Eine neue aufmunternde Studie widerspricht dem Mythos, der moderne Mensch sehe lieber weg, anstatt zu helfen, wenn andere im öffentlichen Raum Gewalt ausgesetzt werden. Das Gegenteil ist demnach der Fall.

Wir leben in einer ichbezogenen Gesellschaft voller ängstlicher Narzissten, die beim kleinsten Anzeichen von Gefahr für das eigene Wohl und Wehe den Blick abwenden – und am liebsten verduften würden.

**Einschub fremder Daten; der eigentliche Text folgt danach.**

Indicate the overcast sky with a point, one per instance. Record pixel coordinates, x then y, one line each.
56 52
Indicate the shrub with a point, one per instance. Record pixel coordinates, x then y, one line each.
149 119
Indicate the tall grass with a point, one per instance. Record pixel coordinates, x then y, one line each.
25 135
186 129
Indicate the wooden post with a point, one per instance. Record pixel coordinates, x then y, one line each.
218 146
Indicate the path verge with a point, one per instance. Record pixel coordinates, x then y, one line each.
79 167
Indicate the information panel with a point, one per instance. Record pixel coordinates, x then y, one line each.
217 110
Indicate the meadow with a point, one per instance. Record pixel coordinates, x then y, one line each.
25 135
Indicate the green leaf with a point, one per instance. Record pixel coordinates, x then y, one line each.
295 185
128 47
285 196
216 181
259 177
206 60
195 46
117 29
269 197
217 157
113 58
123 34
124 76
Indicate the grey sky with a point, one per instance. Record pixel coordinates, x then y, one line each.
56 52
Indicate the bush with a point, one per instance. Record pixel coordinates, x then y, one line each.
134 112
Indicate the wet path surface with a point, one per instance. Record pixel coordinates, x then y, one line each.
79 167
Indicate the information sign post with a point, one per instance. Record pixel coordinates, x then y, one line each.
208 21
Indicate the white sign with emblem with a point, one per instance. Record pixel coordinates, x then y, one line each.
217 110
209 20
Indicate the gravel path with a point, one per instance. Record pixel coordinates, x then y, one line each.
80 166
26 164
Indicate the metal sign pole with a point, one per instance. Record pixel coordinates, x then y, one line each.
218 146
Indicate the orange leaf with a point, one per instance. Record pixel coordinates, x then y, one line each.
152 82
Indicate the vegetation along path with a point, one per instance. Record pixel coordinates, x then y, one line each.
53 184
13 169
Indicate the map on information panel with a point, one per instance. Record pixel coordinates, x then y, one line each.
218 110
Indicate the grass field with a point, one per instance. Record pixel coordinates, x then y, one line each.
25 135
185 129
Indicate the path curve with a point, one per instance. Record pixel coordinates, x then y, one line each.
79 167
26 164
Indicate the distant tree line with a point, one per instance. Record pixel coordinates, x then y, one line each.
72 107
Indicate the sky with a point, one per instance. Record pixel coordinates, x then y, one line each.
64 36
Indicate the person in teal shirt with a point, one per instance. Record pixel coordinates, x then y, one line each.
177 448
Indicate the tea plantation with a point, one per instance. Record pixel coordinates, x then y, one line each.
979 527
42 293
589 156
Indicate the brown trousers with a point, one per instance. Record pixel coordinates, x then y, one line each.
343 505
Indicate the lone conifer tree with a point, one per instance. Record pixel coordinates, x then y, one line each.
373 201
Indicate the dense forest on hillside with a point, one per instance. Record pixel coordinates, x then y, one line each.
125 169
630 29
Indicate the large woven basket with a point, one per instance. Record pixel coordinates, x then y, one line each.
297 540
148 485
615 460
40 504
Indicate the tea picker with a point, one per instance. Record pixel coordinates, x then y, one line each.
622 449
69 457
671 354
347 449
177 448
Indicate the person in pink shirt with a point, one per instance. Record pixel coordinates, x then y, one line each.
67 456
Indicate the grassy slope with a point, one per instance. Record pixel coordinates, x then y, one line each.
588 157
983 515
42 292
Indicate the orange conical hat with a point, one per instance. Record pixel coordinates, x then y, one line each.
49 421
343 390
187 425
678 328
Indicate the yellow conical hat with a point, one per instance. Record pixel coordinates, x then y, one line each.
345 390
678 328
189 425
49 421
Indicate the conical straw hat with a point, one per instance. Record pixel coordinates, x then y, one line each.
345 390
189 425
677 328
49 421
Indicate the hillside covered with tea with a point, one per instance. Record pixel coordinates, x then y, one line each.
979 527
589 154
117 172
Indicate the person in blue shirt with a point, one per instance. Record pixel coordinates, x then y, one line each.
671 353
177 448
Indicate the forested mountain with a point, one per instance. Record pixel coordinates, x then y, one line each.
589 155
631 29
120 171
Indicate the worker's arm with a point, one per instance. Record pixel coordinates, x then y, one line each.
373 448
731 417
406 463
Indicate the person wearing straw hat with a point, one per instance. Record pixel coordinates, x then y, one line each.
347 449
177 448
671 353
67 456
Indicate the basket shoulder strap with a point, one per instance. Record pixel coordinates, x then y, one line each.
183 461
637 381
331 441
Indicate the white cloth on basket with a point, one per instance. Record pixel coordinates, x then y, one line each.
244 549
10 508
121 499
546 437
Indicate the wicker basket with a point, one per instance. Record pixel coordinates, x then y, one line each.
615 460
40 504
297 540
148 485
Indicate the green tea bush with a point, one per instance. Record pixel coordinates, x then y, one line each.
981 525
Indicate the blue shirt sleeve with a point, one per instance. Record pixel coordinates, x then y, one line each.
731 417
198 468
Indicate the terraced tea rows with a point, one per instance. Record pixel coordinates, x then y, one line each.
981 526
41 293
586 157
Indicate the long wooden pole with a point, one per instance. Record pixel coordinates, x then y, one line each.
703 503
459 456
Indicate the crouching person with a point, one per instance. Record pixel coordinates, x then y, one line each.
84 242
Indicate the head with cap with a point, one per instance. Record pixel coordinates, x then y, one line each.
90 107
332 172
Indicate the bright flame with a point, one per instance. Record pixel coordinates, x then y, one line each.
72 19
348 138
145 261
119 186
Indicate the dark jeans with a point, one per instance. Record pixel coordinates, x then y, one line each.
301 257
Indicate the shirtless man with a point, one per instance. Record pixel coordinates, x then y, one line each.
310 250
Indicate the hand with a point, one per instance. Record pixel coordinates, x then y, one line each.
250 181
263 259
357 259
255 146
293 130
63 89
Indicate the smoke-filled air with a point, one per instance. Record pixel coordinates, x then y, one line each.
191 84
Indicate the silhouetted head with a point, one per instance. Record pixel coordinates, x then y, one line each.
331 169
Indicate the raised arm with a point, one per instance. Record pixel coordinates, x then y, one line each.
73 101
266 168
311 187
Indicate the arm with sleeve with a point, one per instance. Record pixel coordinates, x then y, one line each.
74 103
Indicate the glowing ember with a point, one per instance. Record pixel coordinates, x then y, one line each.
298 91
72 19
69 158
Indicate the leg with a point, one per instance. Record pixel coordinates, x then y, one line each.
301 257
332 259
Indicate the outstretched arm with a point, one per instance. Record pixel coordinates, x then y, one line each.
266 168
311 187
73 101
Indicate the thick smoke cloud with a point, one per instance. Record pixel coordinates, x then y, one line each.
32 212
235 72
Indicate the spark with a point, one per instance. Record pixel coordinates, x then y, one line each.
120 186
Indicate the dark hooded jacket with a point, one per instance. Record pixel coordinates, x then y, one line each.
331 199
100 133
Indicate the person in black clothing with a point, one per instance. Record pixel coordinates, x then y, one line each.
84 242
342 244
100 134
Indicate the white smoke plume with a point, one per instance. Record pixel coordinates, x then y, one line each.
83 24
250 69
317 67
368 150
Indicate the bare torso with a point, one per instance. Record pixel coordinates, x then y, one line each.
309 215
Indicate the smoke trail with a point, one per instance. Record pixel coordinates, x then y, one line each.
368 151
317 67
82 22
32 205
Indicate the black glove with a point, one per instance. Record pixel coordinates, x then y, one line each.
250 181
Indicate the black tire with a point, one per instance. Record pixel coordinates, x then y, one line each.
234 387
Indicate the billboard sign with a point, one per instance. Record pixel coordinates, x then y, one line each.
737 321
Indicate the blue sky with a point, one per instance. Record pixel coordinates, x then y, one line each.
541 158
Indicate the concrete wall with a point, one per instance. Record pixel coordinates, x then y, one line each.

Dass dieses so oder ähnlich weit verbreitete Negativbild unserer modernen Gesellschaft ein Vorurteil ist, dass nicht unbedingt auf der Wahrheit fußt, zeigt eine neue internationale Untersuchung mit dänischer Beteiligung, berichtet „Videnskab.dk“.

In neun von zehn Fällen helfen Fremde einander

Die Forscher haben Überwachungs-Aufnahmen von Auseinandersetzungen auf in den Straßen dreier verschiedener Ländern untersucht. In neun von zehn Fällen haben Fremde eingegriffen, sind zur Hilfe gekommen.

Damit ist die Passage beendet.